MINHWA Jeon's heart soared with pride as she watched the world's top athletes march into the Olympic stadium in Pyeongchang, just one hour's drive from her hometown in South Korea.
Mrs Jeon said hosting the 2018 Winter Olympics was a great achievement for South Korea, but it was already bringing business to her little restaurant in downtown Warwick as well.
"The day after the opening ceremony I had a customer come in and say 'congratulations' on the beautiful ceremony,” Mrs Jeon said.
"People will watch the Olympics and be interested in trying Korean food and learning more about Korean culture and way of life.”
Mrs Jeon has been giving Warwick a taste of Korean cuisine since she and Youngjin Park opened Soban House on Palmerin St.
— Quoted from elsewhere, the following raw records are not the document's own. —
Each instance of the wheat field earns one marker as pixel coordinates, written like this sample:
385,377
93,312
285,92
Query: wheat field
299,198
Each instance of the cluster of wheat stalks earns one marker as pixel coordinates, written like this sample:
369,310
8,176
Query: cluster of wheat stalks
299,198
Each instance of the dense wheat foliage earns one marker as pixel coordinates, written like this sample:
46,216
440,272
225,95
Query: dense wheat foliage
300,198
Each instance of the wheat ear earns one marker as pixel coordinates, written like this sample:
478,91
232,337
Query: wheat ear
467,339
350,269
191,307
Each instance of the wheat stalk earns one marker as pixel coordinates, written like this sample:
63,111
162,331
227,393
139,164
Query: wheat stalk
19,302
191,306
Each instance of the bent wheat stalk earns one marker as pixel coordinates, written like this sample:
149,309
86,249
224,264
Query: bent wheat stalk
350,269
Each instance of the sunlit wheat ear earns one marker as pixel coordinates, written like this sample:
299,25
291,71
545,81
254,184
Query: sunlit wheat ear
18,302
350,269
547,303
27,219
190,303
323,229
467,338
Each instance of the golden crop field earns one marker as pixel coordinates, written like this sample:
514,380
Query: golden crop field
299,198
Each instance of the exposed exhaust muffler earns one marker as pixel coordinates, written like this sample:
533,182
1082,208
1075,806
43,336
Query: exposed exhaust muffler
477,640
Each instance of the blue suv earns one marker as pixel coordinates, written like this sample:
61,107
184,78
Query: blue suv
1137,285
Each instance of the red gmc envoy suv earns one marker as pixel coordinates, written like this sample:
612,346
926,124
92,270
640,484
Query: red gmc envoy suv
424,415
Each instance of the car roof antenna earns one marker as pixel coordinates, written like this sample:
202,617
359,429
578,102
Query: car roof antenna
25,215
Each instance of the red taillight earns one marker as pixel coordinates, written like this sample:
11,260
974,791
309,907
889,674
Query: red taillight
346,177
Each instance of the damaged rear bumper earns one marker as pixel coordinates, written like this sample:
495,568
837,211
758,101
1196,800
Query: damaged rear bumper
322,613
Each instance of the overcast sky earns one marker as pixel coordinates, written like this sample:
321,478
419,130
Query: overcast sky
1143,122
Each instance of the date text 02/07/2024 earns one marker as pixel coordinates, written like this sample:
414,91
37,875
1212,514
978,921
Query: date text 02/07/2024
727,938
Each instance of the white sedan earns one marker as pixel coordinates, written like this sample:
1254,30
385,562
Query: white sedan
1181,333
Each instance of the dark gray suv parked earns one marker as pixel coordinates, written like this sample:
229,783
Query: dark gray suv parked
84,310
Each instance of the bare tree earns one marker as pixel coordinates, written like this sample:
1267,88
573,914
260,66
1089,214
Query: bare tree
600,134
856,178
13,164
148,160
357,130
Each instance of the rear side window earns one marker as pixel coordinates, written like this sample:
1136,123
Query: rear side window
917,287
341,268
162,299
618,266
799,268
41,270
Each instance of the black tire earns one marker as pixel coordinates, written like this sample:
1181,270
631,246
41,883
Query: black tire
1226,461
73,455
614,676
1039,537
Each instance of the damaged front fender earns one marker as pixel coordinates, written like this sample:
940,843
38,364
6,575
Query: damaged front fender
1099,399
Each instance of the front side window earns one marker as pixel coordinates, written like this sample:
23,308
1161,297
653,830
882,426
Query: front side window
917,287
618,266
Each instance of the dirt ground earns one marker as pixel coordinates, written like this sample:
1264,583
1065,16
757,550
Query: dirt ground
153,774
While her roots are firmly in the Southern Downs, Mrs Jeon couldn't help feeling a little homesick as she watched sports fans converge on South Korea in winter.
"All the mountains and trees have snow, and it reminded me of being a child when we used to make snowmen and have snow fights,” she said.
Mrs Jeon said she was pleased to see North Korea and South Korea marching together in the opening ceremony, symbolising a renewed harmony between the two neighbouring countries that have experienced a history of political tension.
"It is a sign of how progressive Korea is becoming now, with the government we have at the moment,” Mrs Jeon said. "In the past there has been fear of war and hostility between the two countries, but this means there is peace.”
Korean-born Stanthorpe residents Leo Kang and Gem An also said the games were a great occasion for South Korea.
"It will help introduce our country to other people around the world,” Mr Kang said.
Mrs Jeon said her favourite event was the short track speed skating, where Korea has already done her proud, winning a gold medal in the women's singles on Saturday.